Just what I do, it works for me.


----------



## harshal1992 (Dec 5, 2008)

My tank has 6 fully grown guppies along with 3 loaches and about a dozen RCS (All sizes). But I don't have ANY ferts at ALL. So would it be safe for me? I see that ur using atleast one fert :S.


----------



## lnb (Nov 20, 2004)

harshal1992 said:


> So would it be safe for me? I see that ur using atleast one fert :S.


I'm kinda confused or it might be that my answer was confusing.

Yes, I use DIY Co2 in a tank without ferts. I don't consider the little dose of flourish once a week to be the kind of regime that the folks in this forum consider when they say using ferts. I feel that the heavy bioload of my tank makes up for this. It's not a show tank by any means, the plants do OK, not spectacular. I think I should do more. The addition of DIY Co2 has helped.

Safe? In what way? To dose ferts or Co2? What are you concerned about? The fish, shrimp or plants?

I can say that I have a dedicated 5g Eclipse tank for my RCS. Low tech, no ferts, no Co2. The Windelov java fern and subwassertang (sp?) are out of control and I need to do a major trim. I personally would not have them in the same tank with fish. People do it but I don't think 12 RCS will have a chance with 6 guppys. A lot has to do with the size of your tank. The guppys will have a hard time finding the RCS in a 55g but will have a feast in a 5g. So it all depends.


----------



## bartoli (May 8, 2006)

harshal1992 said:


> Can I add DIY C02 without adding ferts to the tank?


CO2 is a kind of nutrient. By injecting CO2 without a corresponding increase of other nutrients, those other nutrients will be depleted down the road - creating an imbalance of nutrients.
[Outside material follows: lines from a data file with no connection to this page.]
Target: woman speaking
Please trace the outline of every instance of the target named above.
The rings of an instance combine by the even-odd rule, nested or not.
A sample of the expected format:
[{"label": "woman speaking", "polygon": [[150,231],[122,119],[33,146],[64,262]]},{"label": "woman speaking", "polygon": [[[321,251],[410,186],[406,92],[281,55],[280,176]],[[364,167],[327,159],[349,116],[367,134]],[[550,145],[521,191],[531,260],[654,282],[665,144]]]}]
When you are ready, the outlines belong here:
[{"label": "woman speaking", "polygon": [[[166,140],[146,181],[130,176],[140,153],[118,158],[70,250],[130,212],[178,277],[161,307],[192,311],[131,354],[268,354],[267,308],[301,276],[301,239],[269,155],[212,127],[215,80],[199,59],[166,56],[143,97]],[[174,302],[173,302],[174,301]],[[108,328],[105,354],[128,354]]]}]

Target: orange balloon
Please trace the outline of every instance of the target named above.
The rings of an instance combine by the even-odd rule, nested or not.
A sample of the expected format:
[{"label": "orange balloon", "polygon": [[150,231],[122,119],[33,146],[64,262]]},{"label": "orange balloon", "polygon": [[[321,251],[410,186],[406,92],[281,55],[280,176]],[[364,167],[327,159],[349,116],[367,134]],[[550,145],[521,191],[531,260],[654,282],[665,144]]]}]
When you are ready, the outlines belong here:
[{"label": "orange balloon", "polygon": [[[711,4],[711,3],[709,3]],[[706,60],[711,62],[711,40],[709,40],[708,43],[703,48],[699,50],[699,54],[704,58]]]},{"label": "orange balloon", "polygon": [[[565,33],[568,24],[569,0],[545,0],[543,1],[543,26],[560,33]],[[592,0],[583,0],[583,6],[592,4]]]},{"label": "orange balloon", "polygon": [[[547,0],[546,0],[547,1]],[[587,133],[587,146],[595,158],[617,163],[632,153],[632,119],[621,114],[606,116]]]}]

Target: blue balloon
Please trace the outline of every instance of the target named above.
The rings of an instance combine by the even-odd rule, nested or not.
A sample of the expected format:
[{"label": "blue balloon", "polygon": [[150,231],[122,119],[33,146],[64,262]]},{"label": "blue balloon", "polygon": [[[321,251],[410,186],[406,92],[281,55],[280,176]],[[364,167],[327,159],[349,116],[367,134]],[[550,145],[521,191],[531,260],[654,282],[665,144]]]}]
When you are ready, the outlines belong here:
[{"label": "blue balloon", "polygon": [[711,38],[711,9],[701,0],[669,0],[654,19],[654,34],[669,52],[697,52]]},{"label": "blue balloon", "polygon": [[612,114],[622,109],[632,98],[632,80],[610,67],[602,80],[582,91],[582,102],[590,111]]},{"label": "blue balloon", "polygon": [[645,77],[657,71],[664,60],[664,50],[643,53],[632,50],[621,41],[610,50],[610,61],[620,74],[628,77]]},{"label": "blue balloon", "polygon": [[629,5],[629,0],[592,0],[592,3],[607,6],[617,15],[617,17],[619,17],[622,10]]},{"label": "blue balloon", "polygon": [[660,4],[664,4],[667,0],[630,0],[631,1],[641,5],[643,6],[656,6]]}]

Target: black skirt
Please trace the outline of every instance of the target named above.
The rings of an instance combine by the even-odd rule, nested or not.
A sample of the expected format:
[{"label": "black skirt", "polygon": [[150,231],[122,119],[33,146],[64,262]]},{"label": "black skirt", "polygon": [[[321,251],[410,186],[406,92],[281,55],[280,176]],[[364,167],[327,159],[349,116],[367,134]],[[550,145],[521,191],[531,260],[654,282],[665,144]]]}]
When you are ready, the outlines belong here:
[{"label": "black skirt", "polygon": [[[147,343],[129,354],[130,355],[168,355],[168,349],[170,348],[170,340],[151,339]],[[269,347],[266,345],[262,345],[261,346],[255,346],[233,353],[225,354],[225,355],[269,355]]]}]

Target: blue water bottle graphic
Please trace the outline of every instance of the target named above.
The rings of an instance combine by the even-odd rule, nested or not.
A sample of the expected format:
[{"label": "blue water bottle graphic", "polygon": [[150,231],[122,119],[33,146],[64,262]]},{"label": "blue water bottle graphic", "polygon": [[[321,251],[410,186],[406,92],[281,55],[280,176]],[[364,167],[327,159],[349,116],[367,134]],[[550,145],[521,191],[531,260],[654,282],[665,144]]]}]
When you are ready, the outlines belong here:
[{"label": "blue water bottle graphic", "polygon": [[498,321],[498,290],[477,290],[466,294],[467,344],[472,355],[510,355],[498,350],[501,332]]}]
With such imbalance, many plants may not be able to grow, but algae can. Thus, algae may become an issue.


----------



## freydo (Jan 7, 2006)

think of it this way...

co2 is like water to us and ferts are like breakfast, lunch and dinner to us.

you can live on just water for a short while, but you'll still be starving for nourishment. and will eventually perish.

plants are living entities and they need nourishment to survive. so do them a favour, provide the nourishment.


----------



## harshal1992 (Dec 5, 2008)

freydo said:


> think of it this way...
> 
> co2 is like water to us and ferts are like breakfast, lunch and dinner to us.
> 
> ...


Alright, I see what you're getting at, but can't I just give them none of both and they'll still do good? Because I have an ultra low light tank.


----------



## trenac (Jul 16, 2004)

When you say Ultra Low Light, _exactly how much is that_? Before you worry about C02 or Ferts you need to make sure you have the appropiate amount of light for the plants you are growing, since light is the most important factor in plant growth.


----------



## freydo (Jan 7, 2006)

you could, but your plants will show signs of nutrient deficiencies eventually, such as yellow leaves, holes in the leaves, etc.

you say you have high light plants in a ultra low light tank, without proper nutrients, they won't do very well. if it's cost, then i would suggest going with low light plants, such as crypts, swords, etc.

just check out the plant finder for the plants that suit you best. good luck!


----------